I think Phil Jackson now has his priorities in order with the NY Knicks: (a) change the culture; (b) install the Triangle Offense. He had those principles in reverse order up until now. He may have thought the system he had won 11 NBA titles with — the Triangle — was going to work anywhere. Jackson doubters had said, “Hey, let him take that Triangle stuff up to Sacramento and see if it works with the Kings.” All this brings to mind several cases of culture first, all else later.

Ara Parseghian was coach at my alma mater, Northwestern University, for 8 years, 1956-63, inclusive. He took over a program at the very bottom of the Big 10, where losing was almost accepted. In the four seasons before he came to Evanston, the records were: 2-6-1; 3-6; 2-7; 0-8-1. That’s going backwards. I saw us play. We were awful. Teams just simply beat us physically and mentally. Ara understood this perfectly. He knew he had to change the culture at Northwestern before he put in any sophisticated offensive and defensive systems.

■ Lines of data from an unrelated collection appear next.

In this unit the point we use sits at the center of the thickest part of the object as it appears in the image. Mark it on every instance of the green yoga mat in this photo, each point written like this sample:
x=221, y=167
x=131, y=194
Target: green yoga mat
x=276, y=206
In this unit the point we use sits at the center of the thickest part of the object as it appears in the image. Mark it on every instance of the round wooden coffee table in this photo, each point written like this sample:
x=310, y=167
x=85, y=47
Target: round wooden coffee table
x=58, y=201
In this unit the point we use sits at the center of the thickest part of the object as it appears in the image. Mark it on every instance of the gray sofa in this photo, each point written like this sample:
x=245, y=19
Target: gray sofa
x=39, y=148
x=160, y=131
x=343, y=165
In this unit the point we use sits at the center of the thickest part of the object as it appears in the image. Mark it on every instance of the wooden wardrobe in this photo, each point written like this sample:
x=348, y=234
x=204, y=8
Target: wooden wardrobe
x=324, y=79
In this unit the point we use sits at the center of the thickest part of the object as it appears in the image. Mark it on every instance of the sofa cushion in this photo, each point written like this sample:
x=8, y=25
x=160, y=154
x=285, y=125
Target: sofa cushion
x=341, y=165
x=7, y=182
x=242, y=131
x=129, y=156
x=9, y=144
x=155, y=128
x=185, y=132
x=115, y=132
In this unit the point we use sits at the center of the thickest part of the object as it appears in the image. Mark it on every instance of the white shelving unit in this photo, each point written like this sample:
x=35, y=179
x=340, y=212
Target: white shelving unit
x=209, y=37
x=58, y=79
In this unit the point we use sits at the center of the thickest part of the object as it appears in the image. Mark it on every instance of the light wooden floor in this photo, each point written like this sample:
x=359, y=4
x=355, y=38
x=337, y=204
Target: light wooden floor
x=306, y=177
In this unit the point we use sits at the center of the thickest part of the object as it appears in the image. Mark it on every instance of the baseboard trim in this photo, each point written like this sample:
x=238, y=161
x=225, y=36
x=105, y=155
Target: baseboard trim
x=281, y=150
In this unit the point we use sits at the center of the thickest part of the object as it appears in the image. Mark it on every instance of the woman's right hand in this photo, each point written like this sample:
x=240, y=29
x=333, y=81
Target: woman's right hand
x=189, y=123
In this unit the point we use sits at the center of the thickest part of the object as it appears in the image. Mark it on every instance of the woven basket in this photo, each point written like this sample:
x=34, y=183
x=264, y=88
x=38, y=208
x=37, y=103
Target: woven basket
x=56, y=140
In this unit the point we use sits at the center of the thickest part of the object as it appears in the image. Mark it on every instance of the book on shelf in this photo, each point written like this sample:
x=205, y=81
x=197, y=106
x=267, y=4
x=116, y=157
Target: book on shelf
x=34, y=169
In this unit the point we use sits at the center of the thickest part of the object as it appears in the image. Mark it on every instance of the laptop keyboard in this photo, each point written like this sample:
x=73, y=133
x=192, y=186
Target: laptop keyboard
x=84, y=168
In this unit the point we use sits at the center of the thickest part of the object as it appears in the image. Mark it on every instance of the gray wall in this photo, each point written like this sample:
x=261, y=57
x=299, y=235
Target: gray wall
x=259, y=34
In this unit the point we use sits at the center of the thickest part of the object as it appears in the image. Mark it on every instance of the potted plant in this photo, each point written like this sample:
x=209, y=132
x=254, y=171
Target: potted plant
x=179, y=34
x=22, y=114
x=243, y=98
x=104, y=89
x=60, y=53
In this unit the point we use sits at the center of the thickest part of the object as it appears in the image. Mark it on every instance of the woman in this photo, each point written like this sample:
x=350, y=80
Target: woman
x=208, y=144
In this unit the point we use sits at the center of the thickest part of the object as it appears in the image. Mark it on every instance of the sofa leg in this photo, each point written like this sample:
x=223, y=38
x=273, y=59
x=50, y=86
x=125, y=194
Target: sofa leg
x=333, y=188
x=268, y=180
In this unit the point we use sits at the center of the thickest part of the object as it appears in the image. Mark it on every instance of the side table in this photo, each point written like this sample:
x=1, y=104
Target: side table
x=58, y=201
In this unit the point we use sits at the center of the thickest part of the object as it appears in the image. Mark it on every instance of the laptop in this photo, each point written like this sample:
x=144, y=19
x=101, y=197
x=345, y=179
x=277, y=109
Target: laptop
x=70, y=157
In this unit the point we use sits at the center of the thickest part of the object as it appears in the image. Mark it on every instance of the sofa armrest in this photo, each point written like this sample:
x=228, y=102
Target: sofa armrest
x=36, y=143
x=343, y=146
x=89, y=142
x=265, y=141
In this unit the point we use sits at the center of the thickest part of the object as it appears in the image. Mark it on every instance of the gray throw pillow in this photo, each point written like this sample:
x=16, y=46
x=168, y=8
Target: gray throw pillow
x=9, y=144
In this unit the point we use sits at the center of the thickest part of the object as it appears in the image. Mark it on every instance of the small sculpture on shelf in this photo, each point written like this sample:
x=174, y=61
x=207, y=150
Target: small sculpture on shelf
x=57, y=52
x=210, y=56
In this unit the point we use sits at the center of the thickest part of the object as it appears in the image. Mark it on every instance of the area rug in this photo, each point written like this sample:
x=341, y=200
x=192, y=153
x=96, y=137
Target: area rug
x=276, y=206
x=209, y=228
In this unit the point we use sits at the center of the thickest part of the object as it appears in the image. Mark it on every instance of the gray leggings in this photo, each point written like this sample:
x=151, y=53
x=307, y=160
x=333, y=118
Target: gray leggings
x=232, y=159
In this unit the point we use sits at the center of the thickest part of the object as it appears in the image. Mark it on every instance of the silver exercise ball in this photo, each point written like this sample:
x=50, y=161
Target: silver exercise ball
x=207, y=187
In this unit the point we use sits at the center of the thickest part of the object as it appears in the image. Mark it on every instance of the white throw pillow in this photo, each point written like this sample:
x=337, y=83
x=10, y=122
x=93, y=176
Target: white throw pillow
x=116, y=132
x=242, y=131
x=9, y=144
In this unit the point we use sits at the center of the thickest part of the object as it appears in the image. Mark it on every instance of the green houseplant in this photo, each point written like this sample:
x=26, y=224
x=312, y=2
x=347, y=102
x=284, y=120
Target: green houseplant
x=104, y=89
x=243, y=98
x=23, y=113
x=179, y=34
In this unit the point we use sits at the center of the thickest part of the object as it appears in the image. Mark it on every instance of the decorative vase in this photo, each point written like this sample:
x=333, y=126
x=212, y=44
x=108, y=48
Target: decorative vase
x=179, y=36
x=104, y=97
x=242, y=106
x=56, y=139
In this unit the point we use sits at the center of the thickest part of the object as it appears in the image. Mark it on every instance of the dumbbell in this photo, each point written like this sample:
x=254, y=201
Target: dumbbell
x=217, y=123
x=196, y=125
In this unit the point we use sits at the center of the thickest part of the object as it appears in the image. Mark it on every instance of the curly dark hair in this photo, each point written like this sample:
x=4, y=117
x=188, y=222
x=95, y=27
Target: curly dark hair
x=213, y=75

So, he had six weeks of illegal indoor practices in McGaw Hall, on the dirt. Then, the six weeks of legal practices outdoors. We had been so bad, I suspect the Big 10 closed an eye to the first six weeks. In fact, after the first ‘legal’ practice, the Chicago Tribune had this headline in the sports section: “NU holds first (?) spring practice.” Well, I saw a couple of those practices, as I had mastered the art of sneaking into buildings where I was not supposed to be. They were the most vicious football practices I have ever seen. There was contact, major contact, every day, for six weeks.

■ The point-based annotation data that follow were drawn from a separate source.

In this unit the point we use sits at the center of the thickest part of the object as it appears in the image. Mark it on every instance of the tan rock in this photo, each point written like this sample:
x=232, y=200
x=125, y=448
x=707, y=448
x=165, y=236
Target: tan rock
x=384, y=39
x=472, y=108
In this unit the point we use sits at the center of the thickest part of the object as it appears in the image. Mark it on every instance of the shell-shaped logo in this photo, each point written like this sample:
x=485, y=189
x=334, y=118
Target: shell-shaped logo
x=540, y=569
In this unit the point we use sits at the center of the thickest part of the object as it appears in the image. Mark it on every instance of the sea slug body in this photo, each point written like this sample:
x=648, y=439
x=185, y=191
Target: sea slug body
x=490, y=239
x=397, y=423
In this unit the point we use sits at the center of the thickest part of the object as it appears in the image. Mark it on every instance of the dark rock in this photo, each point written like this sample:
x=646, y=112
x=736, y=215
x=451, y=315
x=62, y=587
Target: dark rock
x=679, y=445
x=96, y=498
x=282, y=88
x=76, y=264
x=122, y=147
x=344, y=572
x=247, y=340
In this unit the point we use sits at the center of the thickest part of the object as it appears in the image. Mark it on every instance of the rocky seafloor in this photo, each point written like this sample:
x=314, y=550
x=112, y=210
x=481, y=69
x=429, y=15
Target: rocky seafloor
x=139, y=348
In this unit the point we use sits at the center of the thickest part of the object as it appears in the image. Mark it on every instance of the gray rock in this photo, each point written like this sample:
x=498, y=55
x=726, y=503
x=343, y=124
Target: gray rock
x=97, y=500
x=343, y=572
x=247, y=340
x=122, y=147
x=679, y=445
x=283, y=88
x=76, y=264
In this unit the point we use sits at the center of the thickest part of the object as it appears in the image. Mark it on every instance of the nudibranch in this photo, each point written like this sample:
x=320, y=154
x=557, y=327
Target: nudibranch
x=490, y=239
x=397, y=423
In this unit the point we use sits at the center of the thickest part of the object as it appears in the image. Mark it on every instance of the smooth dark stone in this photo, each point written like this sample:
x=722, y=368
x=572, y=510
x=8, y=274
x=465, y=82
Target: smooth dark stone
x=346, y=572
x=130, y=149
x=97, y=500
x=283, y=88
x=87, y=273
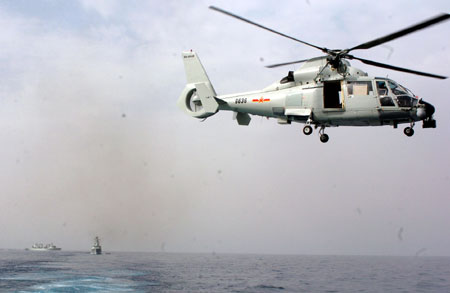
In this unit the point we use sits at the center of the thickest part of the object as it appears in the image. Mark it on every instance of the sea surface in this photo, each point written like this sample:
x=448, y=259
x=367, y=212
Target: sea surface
x=60, y=271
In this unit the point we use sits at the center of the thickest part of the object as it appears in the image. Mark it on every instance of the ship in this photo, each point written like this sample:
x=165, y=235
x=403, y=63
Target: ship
x=46, y=247
x=96, y=248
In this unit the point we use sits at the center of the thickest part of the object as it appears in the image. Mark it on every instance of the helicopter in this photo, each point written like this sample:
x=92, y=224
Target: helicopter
x=326, y=91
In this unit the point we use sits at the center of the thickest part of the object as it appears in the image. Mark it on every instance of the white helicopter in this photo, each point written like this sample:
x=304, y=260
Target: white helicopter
x=325, y=91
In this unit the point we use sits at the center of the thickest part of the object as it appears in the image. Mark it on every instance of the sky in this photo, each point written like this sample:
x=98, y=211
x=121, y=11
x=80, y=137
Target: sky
x=92, y=142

This helped Ara in two ways. One, it helped his sort out the hitters from the quitters, as some coach once said. If you could not or would not hit hard every day, you fell on the depth chart. Two, the ones that did stay the course (not unlike US Navy SEALs, I would venture to say) were hard-nosed people. What do you know? With little sophistication, we went 4-4-1 in his first year, nearly upsetting Ohio State, then closing out with three big wins. So, at Northwestern, Ara Parseghian changed the culture first and everything else later.